Conclusion and Future Work
All in all, through this project, we have gained deeper insights about road accidents in the United States based on data from 2016 to 2019. Though exploratory data analysis on the data set, many intriguing conclusions were drawn. For example, it is evident that more road accidents occur during morning commutes (7–9 am) and on weekdays compared to weekends. Additionally, road accidents in the United States tend to be moderate to severe in terms of the delays they cause. Moreover, from 2016–2019, California had the most road accidents of all US states while Houston led all US cities. Finally, of all roadway infrastructure features, the highest proportion of high severity accidents occur at junctions between multiple roads.
In terms of building a ML model, we took the approach of formalizing a binary classification problem where accident severity values of 1 and 2 were considered a low severity and accident severity values of 3 and 4 were considered a high severity. We experienced the most success with a Random Forest Model in which we considered all types of features including location data (start latitude and longitude of the accident), time data (hour in the day and day of the week for the accident), POI information, road infrastructure details, and weather data. We were able to further improve the performance of the model by adding features based on natural language processing of keywords in the accident descriptions in the data set as well as keywords in the descriptions of Traffic Message Channel codes.

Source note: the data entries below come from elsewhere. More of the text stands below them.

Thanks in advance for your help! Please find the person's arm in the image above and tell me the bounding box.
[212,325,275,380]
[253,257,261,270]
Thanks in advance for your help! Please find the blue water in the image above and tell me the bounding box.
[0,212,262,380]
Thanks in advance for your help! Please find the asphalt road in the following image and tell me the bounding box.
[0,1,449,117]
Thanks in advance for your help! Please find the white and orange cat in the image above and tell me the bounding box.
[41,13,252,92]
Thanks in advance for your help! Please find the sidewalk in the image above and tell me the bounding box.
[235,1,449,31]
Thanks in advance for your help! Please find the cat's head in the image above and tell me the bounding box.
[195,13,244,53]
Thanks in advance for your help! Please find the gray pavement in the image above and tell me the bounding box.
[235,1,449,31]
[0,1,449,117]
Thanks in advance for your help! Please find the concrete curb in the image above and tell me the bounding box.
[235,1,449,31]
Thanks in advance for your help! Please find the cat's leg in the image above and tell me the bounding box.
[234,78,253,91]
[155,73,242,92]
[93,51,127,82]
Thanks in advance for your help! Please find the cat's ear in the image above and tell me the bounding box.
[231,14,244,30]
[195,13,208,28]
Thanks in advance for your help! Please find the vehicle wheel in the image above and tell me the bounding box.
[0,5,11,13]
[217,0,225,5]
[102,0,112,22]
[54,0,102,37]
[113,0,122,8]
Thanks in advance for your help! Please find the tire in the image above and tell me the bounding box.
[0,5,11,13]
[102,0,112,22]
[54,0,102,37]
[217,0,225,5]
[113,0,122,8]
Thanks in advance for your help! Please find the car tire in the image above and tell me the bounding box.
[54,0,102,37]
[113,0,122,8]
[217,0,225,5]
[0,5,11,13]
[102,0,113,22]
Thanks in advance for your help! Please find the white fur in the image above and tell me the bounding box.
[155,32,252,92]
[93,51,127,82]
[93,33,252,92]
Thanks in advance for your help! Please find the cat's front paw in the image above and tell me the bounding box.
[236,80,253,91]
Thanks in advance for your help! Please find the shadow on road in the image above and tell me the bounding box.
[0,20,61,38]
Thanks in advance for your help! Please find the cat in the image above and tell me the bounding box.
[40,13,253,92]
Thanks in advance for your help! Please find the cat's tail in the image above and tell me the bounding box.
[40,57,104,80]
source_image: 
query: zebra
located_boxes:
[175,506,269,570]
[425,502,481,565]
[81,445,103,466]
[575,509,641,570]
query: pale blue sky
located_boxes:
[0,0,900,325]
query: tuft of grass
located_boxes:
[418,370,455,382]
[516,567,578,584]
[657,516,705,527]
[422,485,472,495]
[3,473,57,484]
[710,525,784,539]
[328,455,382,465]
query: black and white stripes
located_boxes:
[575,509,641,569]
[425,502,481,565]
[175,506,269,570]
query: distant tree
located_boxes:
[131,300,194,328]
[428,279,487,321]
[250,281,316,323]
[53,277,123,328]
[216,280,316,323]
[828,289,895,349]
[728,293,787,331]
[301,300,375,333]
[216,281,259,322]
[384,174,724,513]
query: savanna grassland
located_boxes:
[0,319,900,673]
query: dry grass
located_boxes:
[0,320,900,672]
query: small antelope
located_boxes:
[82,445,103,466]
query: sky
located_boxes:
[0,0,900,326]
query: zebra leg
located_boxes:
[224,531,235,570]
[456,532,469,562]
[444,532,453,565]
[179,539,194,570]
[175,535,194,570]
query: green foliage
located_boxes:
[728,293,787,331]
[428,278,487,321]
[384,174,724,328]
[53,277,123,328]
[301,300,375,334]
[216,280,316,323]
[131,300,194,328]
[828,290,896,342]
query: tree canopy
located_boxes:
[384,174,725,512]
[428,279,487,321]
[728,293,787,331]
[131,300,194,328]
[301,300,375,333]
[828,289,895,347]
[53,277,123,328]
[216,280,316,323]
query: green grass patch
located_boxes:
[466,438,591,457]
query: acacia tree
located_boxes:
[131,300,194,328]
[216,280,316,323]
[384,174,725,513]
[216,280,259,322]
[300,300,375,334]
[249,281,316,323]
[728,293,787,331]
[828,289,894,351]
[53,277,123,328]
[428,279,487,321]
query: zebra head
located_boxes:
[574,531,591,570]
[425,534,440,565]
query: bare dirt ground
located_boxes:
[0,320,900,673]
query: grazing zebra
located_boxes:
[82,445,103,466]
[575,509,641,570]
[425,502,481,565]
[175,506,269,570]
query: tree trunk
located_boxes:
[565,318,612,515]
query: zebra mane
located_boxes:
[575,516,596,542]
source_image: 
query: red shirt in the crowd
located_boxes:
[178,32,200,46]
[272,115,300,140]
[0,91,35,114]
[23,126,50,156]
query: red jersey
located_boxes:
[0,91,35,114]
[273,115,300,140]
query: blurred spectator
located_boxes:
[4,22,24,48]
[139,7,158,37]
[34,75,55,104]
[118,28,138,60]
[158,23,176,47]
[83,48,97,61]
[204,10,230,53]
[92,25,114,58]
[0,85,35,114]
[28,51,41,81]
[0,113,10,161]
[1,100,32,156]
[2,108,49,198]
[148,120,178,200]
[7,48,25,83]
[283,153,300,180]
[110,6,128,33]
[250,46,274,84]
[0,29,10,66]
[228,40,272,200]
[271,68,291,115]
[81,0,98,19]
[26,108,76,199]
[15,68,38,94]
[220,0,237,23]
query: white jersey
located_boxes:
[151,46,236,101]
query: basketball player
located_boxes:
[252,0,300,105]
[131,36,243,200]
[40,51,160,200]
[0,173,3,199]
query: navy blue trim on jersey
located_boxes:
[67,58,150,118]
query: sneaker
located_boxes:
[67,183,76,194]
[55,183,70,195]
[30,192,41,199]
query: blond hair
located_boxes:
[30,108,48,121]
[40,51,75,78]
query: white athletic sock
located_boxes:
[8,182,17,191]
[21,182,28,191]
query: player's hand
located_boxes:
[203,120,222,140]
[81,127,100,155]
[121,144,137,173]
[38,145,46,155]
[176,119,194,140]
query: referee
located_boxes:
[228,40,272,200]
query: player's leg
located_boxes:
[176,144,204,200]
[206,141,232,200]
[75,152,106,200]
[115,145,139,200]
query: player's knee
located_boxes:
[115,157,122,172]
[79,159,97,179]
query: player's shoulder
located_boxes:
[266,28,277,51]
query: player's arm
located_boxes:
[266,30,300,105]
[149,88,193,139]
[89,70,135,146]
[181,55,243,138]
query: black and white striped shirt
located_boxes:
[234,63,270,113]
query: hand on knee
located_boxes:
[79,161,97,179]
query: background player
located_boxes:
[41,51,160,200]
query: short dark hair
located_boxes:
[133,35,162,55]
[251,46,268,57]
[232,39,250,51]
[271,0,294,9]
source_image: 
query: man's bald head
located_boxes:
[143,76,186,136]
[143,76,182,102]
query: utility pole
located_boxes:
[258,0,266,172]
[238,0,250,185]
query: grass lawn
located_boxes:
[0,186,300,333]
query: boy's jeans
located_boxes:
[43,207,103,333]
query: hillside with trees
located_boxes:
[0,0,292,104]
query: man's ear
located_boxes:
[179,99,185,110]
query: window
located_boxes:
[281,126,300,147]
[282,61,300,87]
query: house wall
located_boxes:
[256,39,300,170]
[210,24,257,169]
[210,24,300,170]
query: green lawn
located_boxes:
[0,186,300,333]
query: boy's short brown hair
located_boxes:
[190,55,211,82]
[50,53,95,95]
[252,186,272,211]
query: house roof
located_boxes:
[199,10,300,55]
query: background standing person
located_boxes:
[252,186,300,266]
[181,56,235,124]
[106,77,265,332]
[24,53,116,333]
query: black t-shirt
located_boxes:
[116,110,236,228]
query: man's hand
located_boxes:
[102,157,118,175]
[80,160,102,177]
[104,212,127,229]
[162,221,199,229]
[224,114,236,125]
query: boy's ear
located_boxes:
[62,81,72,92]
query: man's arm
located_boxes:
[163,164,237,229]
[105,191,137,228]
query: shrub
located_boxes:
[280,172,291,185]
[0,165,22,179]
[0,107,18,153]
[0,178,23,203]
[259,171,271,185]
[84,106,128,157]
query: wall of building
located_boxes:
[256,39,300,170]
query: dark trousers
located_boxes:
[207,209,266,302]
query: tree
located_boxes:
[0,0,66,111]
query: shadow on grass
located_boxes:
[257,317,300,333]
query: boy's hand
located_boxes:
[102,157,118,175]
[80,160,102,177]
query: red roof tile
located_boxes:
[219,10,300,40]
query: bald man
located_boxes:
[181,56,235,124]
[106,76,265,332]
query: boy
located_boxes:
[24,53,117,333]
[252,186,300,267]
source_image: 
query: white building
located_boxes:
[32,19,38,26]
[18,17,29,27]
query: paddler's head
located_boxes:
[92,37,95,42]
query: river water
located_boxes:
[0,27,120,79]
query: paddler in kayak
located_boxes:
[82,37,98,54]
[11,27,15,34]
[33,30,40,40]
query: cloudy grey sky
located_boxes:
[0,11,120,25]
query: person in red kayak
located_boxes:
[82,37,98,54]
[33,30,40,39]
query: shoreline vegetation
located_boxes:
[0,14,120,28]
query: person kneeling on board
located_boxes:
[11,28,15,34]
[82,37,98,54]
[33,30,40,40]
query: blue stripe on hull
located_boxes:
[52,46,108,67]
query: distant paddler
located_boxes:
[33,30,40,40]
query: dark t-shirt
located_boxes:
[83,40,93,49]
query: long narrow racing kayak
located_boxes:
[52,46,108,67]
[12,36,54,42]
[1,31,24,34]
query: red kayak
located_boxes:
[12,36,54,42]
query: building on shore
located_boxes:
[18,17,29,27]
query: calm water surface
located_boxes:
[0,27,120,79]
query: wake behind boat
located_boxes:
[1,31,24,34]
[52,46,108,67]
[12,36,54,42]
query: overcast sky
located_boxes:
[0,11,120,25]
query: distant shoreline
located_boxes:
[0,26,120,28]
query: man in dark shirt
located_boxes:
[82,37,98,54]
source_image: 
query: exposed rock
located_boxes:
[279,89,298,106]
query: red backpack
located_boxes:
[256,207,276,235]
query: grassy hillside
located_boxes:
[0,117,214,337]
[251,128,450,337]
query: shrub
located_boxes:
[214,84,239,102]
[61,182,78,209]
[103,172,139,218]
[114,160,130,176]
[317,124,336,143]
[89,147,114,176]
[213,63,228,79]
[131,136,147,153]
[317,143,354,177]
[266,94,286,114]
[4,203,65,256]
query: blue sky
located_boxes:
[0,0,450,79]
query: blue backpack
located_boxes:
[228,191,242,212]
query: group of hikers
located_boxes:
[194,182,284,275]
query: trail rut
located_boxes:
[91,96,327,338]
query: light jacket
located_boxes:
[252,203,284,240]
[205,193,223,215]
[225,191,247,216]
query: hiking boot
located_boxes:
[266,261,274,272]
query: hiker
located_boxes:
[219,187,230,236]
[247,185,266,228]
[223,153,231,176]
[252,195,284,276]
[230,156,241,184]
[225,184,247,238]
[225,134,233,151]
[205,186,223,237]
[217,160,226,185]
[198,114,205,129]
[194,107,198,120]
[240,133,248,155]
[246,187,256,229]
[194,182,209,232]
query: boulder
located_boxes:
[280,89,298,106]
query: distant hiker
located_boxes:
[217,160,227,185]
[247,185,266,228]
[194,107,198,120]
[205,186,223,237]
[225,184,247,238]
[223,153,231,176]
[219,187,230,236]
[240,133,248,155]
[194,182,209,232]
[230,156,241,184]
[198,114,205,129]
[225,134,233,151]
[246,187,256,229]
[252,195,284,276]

In the future, there are a number of directions the project can take. For example, we can look into ways to mitigate the lack of precipitation and wind chill data in the overall data set by filling in the average precipitation and wind chill for a particular latitude and longitude at a particular time of year. Doing this would of course require an online database where it is easily possible to search up such information. Filling in the data set in this way would allow us to train a model on a greater number of data points, potentially improving the model’s performance. In addition, we could look into ways of stacking multiple model types to improve performance. Finally, we could explore different algorithms, such as Support-Vector Machines, that work well for classification problems with a large number of features.
- Moosavi, Sobhan, Mohammad Hossein Samavatian, Srinivasan Parthasarathy, and Rajiv Ramnath. “A Countrywide Traffic Accident Dataset.”, 2019.
- Moosavi, Sobhan et al. “Accident Risk Prediction Based on Heterogeneous Sparse Data.” Proceedings of the 27th ACM SIGSPATIAL International Conference on Advances in Geographic Information Systems (2019): n. pag. Crossref. Web.